Joint work with Barak A. Pearlmutter
Abstract: Modern dynamic web services are really computer programs. Some parts of these programs run off-line, others run server-side on each request, and still others run within the browser. In other words, web publishing is staged computation, either for better performance, or because certain resources are available in one stage but not another. Unfortunately, the various web programming languages make it difficult to spread computation over more than one stage. This is a tremendous opportunity for multi-stage languages in general, and for MetaOCaml in particular.
We present the design of MetaOCaml Server Pages. Unlike other languages in its genre, the embedded MetaOCaml code blocks may be annotated with staging information, so that the programmer may safely and precisely control which computation occurs in which stage. A prototype web server, written in OCaml, supports web sites with both static and dynamic content. We provide several sample programs and demonstrate the performance gains won using multi-stage programming.

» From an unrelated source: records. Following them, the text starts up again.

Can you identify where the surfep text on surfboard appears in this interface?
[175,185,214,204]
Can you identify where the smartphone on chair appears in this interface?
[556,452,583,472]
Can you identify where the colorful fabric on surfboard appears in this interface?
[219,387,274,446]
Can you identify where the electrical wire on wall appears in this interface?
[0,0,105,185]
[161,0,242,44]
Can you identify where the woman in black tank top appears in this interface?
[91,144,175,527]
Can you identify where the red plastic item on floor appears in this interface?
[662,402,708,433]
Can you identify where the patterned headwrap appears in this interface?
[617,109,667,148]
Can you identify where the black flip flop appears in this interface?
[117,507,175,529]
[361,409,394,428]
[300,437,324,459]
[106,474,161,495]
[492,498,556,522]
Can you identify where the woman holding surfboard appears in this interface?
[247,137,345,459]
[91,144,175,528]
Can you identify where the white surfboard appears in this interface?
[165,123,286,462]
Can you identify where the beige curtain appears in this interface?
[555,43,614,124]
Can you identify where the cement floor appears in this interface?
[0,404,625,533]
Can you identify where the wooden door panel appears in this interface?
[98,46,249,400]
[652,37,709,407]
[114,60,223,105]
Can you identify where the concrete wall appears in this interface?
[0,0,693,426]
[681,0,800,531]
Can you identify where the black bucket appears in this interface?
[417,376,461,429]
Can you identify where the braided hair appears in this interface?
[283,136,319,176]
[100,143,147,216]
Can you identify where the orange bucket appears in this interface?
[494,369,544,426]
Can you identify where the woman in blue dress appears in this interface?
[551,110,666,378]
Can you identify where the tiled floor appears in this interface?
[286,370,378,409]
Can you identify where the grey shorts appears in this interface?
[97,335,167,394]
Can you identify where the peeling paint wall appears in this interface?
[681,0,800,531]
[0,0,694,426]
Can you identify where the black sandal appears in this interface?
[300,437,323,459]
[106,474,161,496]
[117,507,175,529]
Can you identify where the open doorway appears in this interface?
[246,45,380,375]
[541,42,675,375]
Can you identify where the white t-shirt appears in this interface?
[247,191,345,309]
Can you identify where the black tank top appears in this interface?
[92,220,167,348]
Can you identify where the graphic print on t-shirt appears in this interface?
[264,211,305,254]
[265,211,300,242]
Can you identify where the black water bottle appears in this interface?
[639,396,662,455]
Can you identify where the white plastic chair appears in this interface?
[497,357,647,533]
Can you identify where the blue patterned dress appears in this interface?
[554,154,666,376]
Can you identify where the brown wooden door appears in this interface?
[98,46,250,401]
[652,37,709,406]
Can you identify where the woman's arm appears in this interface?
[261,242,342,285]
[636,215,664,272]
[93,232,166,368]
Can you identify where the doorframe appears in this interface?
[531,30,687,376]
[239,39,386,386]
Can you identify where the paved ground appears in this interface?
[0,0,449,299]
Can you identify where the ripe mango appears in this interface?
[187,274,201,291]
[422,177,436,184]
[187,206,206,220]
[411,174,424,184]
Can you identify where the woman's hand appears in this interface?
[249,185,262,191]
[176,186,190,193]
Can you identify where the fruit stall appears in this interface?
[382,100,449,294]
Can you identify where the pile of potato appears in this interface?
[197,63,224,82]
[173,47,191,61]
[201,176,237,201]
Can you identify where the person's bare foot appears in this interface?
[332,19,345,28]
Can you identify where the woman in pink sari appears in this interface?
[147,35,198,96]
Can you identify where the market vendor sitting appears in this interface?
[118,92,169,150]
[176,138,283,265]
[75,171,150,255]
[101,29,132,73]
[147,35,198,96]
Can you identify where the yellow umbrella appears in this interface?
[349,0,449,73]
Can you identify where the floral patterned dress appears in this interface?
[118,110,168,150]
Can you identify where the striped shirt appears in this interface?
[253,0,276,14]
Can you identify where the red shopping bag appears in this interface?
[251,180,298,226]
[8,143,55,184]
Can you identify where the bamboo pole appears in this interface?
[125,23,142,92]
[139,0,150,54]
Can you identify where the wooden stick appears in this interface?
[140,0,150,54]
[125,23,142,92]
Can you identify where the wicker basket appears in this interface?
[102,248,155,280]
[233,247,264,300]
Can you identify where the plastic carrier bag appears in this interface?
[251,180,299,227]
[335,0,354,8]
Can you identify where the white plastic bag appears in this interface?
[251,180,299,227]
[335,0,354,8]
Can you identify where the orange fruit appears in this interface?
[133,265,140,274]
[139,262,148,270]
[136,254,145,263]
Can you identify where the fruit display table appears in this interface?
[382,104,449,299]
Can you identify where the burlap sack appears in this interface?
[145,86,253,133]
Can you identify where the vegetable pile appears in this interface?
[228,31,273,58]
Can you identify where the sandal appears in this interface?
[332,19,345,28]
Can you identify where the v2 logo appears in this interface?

Abstract: Proof-carrying code (PCC) is a general framework that can, in principle, verify safety properties of arbitrary machine-language programs. Existing PCC systems and typed assembly languages, however, can only handle sequential programs. This severely limits their applicability since many real-world systems use some form of concurrency in their core software. Recently Yu and Shao proposed a logic-based ``type'' system for verifying concurrent assembly programs. Their thread model, however, is rather restrictive in that no threads can be created or terminated dynamically and no sharing of code is allowed between threads. In this paper, we present a new formal framework for verifying general multi-threaded assembly code with unbounded dynamic thread creation and termination as well as sharing of code between threads. We adapt and generalize the rely-guarantee methodology to the assembly level and show how to specify the semantics of thread ``fork'' with argument passing. In particular, we allow threads to have different assumptions and guarantees at different stages of their lifetime so they can coexist with the dynamically changing thread environment. Our work provides a foundation for certifying realistic multi-threaded programs and makes an important advance toward generating proof-carrying concurrent code.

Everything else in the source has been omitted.